Beyond the Barricade resumes the story of 12-year-old Diego Juarez from The Prison Runner, a child who becomes involved in the Bolivian coca trade after fleeing from the gaol in which his parents are being held. In this sequel, Diego briefly experiences refuge with a coca-farming family, before the army arrive to destroy their crops at the behest of central government under CIA pressure. Diego is arrested, but escapes to join a death-defying attempt by the destitute farmers to save their meagre livelihood by blockading the highway and demanding the return of their crops. Diego becomes embroiled in conflicting loyalties: to both the farming family and his own abandoned in prison, to the charismatic protest leader and his vulnerable son, even to an army captain who has shown him some decency. When the latter offers to take him ‘home’ to his parents just before the bulldozers are due to close in on the barricade, Diego is forced to make a decision.
Ellis’ moving, exciting and ultimately optimistic story is told plainly and concisely. It is grounded in the historical events in Bolivia which culminated in the election of Evo Morales, the former cocaleros union leader. The details of the desperate protest are based on interviews with Bolivian children and adults whose lives depend on the cultivation of the sacred leaf. It is inspiring to read a book so solidly rooted in real life struggles, though one suspects that the degree of violence that the protagonists would have encountered in real life has been somewhat softened.

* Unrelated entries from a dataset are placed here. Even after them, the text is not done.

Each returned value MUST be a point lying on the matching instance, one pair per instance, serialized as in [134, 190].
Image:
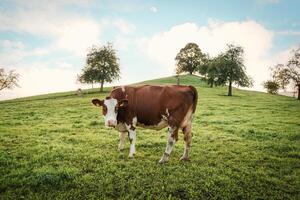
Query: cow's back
[151, 103]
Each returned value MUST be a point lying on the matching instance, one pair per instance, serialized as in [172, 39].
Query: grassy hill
[244, 147]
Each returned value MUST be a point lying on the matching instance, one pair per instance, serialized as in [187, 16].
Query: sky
[46, 42]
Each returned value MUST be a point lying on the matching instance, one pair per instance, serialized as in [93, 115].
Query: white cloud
[289, 32]
[267, 1]
[153, 9]
[12, 52]
[68, 30]
[252, 36]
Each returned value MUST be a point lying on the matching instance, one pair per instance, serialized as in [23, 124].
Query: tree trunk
[101, 88]
[178, 83]
[298, 92]
[230, 89]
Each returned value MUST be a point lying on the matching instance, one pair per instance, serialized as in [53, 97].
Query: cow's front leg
[132, 139]
[172, 131]
[122, 141]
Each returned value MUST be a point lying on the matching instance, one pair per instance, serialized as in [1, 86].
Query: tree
[210, 70]
[289, 73]
[271, 86]
[232, 69]
[102, 65]
[8, 80]
[189, 59]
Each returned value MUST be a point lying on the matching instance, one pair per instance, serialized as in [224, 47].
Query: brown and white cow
[153, 107]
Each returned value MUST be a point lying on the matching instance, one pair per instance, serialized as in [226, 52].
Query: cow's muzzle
[112, 123]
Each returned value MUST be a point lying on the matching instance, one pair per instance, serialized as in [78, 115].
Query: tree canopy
[102, 65]
[189, 59]
[8, 80]
[232, 69]
[271, 86]
[290, 72]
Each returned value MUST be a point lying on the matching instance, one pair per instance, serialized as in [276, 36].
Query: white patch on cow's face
[111, 115]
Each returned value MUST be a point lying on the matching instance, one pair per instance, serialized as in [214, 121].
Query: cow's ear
[123, 103]
[97, 102]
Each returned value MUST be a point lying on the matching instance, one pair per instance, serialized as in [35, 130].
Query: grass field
[244, 147]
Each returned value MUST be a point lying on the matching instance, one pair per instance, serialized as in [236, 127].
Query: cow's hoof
[162, 161]
[185, 159]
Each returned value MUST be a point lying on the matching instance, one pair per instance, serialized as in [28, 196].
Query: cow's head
[110, 107]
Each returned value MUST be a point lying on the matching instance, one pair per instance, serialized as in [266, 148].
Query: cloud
[252, 36]
[267, 1]
[153, 9]
[288, 33]
[12, 52]
[67, 29]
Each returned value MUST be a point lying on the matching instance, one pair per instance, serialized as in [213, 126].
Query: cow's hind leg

This is not the case in Jane Mitchell’s novel, which depicts an even bleaker combat zone. Rafiq is a nine-year-old villager abducted by Kashmiri Freedom Fighters, who take him into the mountain wilderness to train as a child guerrilla. The cruelty of the atrocities inflicted upon him and his fellow victims, including forced complicity in murder by stoning, portends the degree of brutality that the recruits are trained to inflict upon Indian soldiers and civilians, whom they are indoctrinated into regarding as vermin. The way in which this mix of sadism, nationalistic fury and religious hatred steadily brutalises the child is vividly described. However, Rafiq’s grief at the theft of the innocent family life he enjoyed in his home village never completely dies, and the novel’s ambiguous climax is reached when his old and new lives collide.
Like Ellis, Mitchell has researched first-hand the realities behind her novel, which is endorsed by Amnesty International.
Both of these books present realistic versions of childhoods far removed from the lives of the young people most likely to read them. They share a plainness of storytelling style which sometimes echoes the hollow rattle of adventure fiction, but both authors are disconcertingly convincing in detailing underlying truths, and both imply the need for an active response.